As we continue to look at what can be defined as full frontal nudity of the US Government, it is difficult to keep from wondering what the eventual fallout will be. When there are candid conversations with the US government and government ‘x’ about government ‘y’ being exposed, the possibility of increased tension between ‘x’ and ‘y’ is a genuine reality. On the other hand it also may be seen as a call to get your head out of your ass for government ‘y’!
One such example is China is getting very fed up with North Korea;
A separate message from Beijing said China’s vice-foreign minister He Yafei in April 2009 told an American diplomat that North Korea’s missile tests were designed to get the attention of the U.S. and that the government in Pyongyang was acting “like a spoiled child.” Two months later, U.S. Ambassador to Kazakhstan Richard Hoagland sent a cable saying his Chinese counterpart, Cheng Guoping, told him North Korea was a “threat to the whole world’s security,” the Guardian said.

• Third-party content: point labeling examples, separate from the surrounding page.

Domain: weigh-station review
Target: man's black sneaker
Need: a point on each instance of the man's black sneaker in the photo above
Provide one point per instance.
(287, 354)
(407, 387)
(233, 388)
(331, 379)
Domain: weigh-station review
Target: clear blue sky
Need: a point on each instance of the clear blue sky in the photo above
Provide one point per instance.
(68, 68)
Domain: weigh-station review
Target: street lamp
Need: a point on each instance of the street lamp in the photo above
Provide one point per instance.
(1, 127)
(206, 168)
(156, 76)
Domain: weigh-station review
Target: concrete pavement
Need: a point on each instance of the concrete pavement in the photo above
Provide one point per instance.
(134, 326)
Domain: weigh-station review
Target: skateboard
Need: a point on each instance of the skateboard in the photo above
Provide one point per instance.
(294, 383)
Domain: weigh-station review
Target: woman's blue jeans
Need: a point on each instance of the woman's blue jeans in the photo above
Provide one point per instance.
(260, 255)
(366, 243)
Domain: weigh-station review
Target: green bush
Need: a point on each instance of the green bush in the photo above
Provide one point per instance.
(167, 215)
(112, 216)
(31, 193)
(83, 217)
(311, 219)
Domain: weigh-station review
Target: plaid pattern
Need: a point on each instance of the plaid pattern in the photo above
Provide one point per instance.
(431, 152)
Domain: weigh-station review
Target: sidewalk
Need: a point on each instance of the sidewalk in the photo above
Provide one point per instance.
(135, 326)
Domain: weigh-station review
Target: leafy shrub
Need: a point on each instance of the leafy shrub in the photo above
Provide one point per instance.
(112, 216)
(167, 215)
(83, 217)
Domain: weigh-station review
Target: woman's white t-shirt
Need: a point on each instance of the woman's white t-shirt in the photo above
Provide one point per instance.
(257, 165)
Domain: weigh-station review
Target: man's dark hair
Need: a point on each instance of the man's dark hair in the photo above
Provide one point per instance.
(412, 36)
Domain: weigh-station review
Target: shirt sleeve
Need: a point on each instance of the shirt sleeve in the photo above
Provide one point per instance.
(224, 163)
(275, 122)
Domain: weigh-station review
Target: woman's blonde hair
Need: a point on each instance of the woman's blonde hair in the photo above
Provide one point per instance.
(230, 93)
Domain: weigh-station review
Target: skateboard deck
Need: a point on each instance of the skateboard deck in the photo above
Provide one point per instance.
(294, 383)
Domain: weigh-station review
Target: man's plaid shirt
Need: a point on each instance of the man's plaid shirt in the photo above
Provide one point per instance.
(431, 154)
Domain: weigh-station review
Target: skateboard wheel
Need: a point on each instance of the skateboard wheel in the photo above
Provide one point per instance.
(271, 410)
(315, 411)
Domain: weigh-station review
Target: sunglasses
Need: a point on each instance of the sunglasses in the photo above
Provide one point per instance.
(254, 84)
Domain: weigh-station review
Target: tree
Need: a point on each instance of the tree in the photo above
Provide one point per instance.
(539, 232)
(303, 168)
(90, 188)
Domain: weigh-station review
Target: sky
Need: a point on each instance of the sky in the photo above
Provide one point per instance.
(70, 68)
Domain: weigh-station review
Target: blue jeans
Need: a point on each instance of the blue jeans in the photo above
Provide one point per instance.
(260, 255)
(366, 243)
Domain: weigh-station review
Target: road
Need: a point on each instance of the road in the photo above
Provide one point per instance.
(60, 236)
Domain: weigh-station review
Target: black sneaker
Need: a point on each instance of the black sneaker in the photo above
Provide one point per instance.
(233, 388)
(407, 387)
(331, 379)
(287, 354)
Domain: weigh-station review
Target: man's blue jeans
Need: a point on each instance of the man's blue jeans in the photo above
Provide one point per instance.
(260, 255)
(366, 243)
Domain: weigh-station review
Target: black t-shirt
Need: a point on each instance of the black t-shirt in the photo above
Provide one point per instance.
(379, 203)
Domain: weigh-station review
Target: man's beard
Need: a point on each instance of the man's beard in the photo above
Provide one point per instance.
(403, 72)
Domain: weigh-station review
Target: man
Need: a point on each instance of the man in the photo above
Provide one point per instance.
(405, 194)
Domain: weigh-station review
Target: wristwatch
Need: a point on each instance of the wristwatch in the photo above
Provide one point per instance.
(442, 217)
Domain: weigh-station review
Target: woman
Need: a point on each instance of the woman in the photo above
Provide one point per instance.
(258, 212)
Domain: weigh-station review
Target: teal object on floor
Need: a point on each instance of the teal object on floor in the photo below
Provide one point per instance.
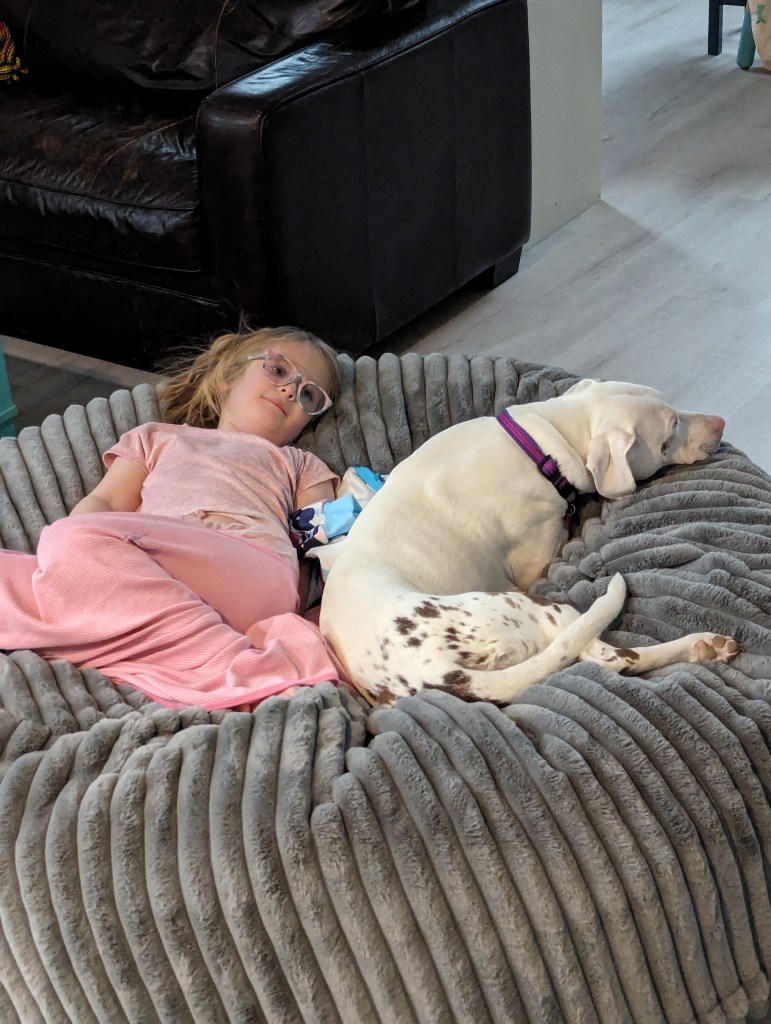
(7, 409)
(745, 52)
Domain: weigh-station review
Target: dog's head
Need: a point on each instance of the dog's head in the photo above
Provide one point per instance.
(633, 433)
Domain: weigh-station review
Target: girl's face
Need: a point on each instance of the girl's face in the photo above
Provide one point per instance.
(255, 406)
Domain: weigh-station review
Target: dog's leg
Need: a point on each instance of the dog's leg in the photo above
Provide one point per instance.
(633, 660)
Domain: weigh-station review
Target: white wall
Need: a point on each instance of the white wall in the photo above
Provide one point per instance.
(566, 103)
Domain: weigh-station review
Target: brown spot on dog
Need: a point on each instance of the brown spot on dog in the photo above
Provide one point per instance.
(627, 652)
(384, 697)
(456, 679)
(455, 682)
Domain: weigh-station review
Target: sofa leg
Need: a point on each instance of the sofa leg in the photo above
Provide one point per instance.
(715, 29)
(501, 271)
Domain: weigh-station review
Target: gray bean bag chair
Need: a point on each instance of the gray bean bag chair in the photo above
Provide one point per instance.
(596, 852)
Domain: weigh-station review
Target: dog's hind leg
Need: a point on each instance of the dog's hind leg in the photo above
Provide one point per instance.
(633, 660)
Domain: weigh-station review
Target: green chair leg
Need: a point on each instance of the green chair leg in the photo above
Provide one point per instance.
(745, 53)
(7, 409)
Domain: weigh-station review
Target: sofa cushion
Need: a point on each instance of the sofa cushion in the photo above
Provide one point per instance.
(103, 176)
(169, 44)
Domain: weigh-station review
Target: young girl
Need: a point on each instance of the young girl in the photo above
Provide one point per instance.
(176, 573)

This certainly leaves us to see just how quickly things can and probably will go south. With this sudden and open candidness, it also may provided the needed catalyst to reign in North Korea by whatever method North Korea chooses. Now that this is public knowledge it will be interesting to see how North Korea responds. Generally speaking, Connecting the Dots expects a temper tantrum.

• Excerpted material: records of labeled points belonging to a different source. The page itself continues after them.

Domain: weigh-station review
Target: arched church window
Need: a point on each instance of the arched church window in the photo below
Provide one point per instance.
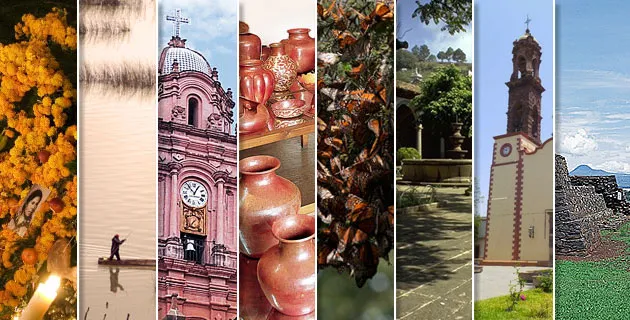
(516, 116)
(535, 124)
(522, 67)
(193, 111)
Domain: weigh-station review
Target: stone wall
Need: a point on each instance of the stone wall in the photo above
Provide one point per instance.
(607, 187)
(582, 210)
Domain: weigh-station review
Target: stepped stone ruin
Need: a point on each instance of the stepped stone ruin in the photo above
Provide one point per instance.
(584, 207)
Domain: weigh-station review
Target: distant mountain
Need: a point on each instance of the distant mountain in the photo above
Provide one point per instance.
(585, 170)
(623, 180)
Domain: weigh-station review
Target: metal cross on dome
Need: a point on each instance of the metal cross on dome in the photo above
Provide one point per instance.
(177, 20)
(527, 21)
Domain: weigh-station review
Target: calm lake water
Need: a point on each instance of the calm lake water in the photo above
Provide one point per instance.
(118, 167)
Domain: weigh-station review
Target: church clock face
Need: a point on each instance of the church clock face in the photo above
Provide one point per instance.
(194, 194)
(506, 149)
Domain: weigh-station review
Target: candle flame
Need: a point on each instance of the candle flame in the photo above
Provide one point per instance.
(50, 287)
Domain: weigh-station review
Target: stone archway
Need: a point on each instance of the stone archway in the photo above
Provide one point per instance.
(406, 128)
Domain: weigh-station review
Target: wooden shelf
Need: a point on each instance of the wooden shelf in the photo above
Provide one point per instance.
(258, 139)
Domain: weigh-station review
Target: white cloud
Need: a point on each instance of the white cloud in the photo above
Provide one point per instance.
(581, 143)
(618, 116)
(616, 166)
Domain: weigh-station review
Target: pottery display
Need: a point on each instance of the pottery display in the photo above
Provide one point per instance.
(283, 67)
(287, 109)
(249, 46)
(301, 48)
(253, 117)
(266, 52)
(256, 83)
(263, 198)
(286, 272)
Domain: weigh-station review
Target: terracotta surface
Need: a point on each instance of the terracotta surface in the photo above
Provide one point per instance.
(253, 117)
(283, 67)
(255, 82)
(286, 272)
(249, 46)
(301, 48)
(266, 52)
(263, 197)
(252, 302)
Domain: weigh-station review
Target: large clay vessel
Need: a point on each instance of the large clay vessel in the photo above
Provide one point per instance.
(256, 83)
(301, 48)
(253, 117)
(283, 67)
(286, 272)
(249, 46)
(263, 198)
(266, 52)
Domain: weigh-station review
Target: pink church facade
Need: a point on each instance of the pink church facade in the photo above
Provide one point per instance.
(197, 231)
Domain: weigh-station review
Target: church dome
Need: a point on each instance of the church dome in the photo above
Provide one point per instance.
(526, 36)
(187, 59)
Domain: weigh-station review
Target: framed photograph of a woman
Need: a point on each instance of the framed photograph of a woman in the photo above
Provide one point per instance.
(33, 201)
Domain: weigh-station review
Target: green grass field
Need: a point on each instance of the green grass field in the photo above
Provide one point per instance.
(537, 305)
(595, 290)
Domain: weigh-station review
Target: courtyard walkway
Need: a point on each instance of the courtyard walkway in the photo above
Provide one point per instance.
(434, 259)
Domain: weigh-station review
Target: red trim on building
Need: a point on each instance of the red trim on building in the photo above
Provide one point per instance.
(511, 134)
(518, 204)
(542, 146)
(506, 163)
(485, 248)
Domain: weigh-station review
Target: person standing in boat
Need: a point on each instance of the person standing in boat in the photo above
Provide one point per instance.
(116, 242)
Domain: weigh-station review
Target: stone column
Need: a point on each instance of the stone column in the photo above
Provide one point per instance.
(220, 217)
(419, 143)
(161, 200)
(173, 212)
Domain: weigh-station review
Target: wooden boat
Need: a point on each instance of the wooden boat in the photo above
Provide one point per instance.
(127, 262)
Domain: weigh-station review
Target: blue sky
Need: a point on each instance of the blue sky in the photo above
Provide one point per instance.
(593, 79)
(417, 33)
(497, 24)
(211, 31)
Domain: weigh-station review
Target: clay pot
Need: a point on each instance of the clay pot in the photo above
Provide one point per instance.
(266, 52)
(301, 48)
(255, 82)
(286, 272)
(263, 198)
(253, 117)
(249, 46)
(283, 67)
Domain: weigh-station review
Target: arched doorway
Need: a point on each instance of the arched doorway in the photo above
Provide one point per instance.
(406, 128)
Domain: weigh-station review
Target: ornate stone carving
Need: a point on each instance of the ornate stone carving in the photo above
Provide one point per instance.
(215, 122)
(193, 220)
(179, 113)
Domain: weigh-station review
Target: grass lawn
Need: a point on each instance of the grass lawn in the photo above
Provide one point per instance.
(538, 305)
(592, 290)
(595, 290)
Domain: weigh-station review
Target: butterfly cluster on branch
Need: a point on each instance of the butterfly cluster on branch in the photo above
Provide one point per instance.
(355, 136)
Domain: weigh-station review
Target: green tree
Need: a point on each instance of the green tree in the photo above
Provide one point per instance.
(415, 50)
(405, 59)
(446, 97)
(422, 52)
(442, 56)
(459, 55)
(455, 14)
(449, 54)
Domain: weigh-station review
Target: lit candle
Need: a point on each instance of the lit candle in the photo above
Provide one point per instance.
(42, 299)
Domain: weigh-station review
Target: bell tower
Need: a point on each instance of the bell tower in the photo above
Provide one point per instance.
(525, 88)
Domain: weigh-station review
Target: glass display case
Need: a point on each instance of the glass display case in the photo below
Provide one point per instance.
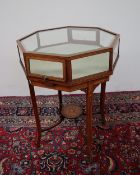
(67, 59)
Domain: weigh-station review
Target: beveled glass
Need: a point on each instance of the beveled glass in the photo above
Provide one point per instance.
(66, 43)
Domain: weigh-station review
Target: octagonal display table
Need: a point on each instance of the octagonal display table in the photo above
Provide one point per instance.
(67, 59)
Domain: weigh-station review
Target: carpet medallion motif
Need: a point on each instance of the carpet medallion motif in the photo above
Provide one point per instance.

The leaks have also indicated that Iran most likely has North Korean Missiles, and on that note Burma is likely on the same path. So this would indicate that North Korea is the center of much of the world’s destabilizing factors.
Ironically and most certainly a possibility the WikiLeaks site may pull people and countries together to defeat a common foe like North Korea. Once the raw views of some are exposed, the ‘Yes I feel that way too’ effect is a real possibility. Certainly it is hard to find people who have fond feelings for North Korea. So once again the question must be asked, is WikiLeaks good or bad.
Interestingly enough, as this latest release of documents evolves around politics and diplomacy, Connecting the Dots is delighted to see that many of the things we have predicted are indeed correct. Further many of the things we have tossed around that never managed to generate enough steam to make an entry on are also correct. So between what we published and have not published, we are still well inside our 75% – 80% accuracy score range, and we know that is what brings the tens of thousands of visits to Connecting the Dots every month.
On that note, we are curious if the latest round of WikiLeaks has any information on Thaksin Shinawatra and what the US thinks about him. Based on our 75% to 80% accuracy, we can say with a fair amount of comfort it will reflect what is frequently seen on Connecting the Dots.